To: T.B. Yoits; All
So... the Louisiana Judiciary is going to claim rights that the Supreme Court found belongs in the Legislature?
I would guess that 50 state judiciaries can now potentially do that. If the matter was returned to the states, it was returned to the jurisdictions of each state's individual government and constitution. Each state having its own Executive, Legislative, and Judicial branches functioning in similar roles to how the federal branches work.
Therefore, a state legislative body could pass a law and a state judiciary branch could declare that law unconstitutional (applying their state constitution). I'd guess the state's executive branch (governor) could selectively determine how little or much he's going to enforce the law as well.
I don't know for sure, so I'm just spit-balling here. I'd guess that the fed judiciary sort of removed themselves from the argument. However, the states are free to argue the matter til the cows come home.
You could theoretically end up with 50 individual "Roe v Wades". That's why, to me, the overturning of Roe v Wade is a victory for federalism, but not quite such a slam-dunk victory over abortion. That's why I feel like the other side is extremely ticked off without realizing that they've got some power here as well.

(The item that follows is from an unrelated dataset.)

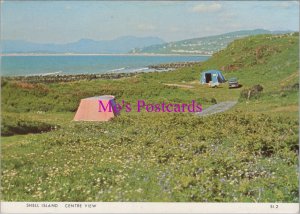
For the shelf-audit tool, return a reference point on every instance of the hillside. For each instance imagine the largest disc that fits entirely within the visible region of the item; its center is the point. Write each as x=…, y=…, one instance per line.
x=204, y=45
x=247, y=154
x=119, y=45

Can anybody educate me better on where I might be wrong about that? I'm not an expert and I'm fine with being corrected here.
To: mmichaels1970
“ That’s why, to me, the overturning of Roe v Wade is a victory for federalism”
Maybe it will lead to young people in the USA learning what it means to be a republic. The left, while in power, wants a pure democracy. …. Impeach a Republican President on ridiculous grounds as many times as they feel
like it or two foxes and one chicken voting on what is for lunch. Pure democracy has zero protection for minorities of any type.
To quote one of our founders. “A republic is we can keep it”.